Academic background
- Thesis: Large Markov models for computer performance and reliability analysis: efficient methods for determination of error bounds (1991)
- Doctoral advisor: Richard Robert Muntz

Chinese name
- Traditional Chinese: 呂自成
- Simplified Chinese: 吕自成
- Hanyu Pinyin: Lǚ Zìchéng
- Yale Romanization: Léuih Jih-sìhng

= John C.S. Lui =

Hong Kong engineer

John Chi-Shing Lui is a Hong Kong computer scientist. He was the chairman of the Department of Computer Science & Engineering in the Chinese University of Hong Kong. He received his Ph.D. in computer science from UCLA. When he was a Ph.D. student at UCLA, he spent a summer working in IBM's Thomas J. Watson Research Center. After his graduation, he joined the IBM Almaden Research Laboratory/San Jose Laboratory and participated in various research and development projects on file systems and parallel I/O architectures. He later joined the Department of Computer Science and Engineering at the Chinese University of Hong Kong. For the past several summers, he has been a visiting professor in computer science departments at UCLA, Columbia University, University of Maryland at College Park, Purdue University, University of Massachusetts Amherst and Universita' degli Studi di Torino in Italy.
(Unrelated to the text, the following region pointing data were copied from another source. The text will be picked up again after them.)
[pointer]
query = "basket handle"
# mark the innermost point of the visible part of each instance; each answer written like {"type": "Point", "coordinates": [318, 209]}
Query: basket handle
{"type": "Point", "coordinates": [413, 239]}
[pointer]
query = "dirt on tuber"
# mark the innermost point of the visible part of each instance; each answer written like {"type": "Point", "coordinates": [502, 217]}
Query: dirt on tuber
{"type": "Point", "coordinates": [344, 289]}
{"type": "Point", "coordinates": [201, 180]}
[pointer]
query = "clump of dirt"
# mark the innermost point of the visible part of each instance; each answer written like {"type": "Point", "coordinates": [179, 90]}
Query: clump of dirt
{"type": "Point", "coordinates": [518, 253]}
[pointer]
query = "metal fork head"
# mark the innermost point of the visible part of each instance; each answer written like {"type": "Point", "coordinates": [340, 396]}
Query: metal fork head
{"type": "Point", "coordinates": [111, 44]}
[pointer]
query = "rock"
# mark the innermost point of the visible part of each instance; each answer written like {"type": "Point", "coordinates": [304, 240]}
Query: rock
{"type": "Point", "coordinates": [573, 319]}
He actively runs INFOCOM events and service work. He is leading a group of research students in the Advanced Networking & System Research Group. His research interests include theory and mathematics. His current research interests are in theoretical topics in data networks, distributed multimedia systems, network security, OS design issues and mathematical optimization and performance evaluation theory. Lui received various departmental teaching awards and the CUHK Vice-Chancellor's Exemplary Teaching Award in 2001. He is a co-recipient of the IFIP WG 7.3 Performance 2005 Best Student Paper Award. Currently, he is an associate editor in the Performance Evaluation Journal, Fellow of the Association for Computing Machinery (2009), Fellow of IEEE (2010), and an elected member in the IFIP WG 7.3. Lui was the TPC co-chair of ACM Sigmetrics 2005, and is on the board of directors in ACM Sigmetrics. Lui is the general co-chair of the International Conference on Network Protocols (ICNP) 2006. His personal interests include films and general reading.